Monday, August 4, 2014

When You Need A Vacation From Your Vacation


I just came home from a lovely trip to the beach, and I am totally worn out. Why are vacations so much work? In my mind, I was going to spend three days at the beach with some relatives that I both love and genuinely like... my plans involved the ocean, my book, my ipod, a ridiculously large hat, and very little else. It was supposed to be so restful! And really, I had a great time. The sun, the water, the company.

But sometimes my younger cousins make choices that I think are harmful, and what do I do about it? And sometimes life hurts my older cousins, and what do I say about it? And sometimes I get the sense that I don't quite belong, don't quite fit into my family the way I want to.

I meant to love people, to care for them emotionally, but did I? I meant to have deep, meaningful conversations with people, but things seemed to stay pretty surface level.

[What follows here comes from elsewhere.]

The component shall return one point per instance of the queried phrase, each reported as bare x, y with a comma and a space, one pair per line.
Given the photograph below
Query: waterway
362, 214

I meant to relax in God's word while I had all the time I wanted, but time flew by.

Maybe your vacations don't involve people wondering what's wrong with you (Why you are still single? Don't you like boys?) but instead have difficulty with in-laws, conflicts between siblings, or conspicuous absences. Perhaps
Life so hard. I so tired.
you get overwhelmed by the constant stream of people or are tired of dealing with some of them by the time you head home. Sometimes vacations are just tiring.

When I woke up Sunday morning after sleeping in my own bed again (and not in a room with two 12-year old boys, yessss) I was still feeling weary, but I knew that I had to get up and go to church. Even though I mostly wanted to sleep and not have to interact with a single person (sorry every person I saw in church this week, it wasn't you), I needed to go worship and hear the word.

Rest is something that I so often want to create for myself in my situation, but more and more that kind of rest feels like a letdown. It's a counterfeit to the real rest that can only be found in God. Not that I am putting down naps, because REM sleep is seriously helpful for your brain, but meeting with the church to seek God together gave me more rest for my soul than all the naps, relaxing in the hot tub, and floating in the ocean did. I want to look to my vacation for rest, but God is the one who really sustains me (Psalm 3:5), gives me rest when my body is tired (Psalm 127:2) gives me hope for my heart when I can't fix my family (Job 11:18) and gives me peace for my mind when I fail to love people perfectly (Psalm 4:8). So instead of trying to get something from your vacation that it can't really give you, just enjoy vacation for what it is: a break from work and daily life during which you get to go someplace new and do fun things with other people.


P.S. While the beach is a lovely vacation for me, there are much better vacation spots for cats. Although my kitties haven't been to all these places, I would guess that their favorite is inside my suitcase. On top of the lid, on top of my clean clothes, really any spot is great.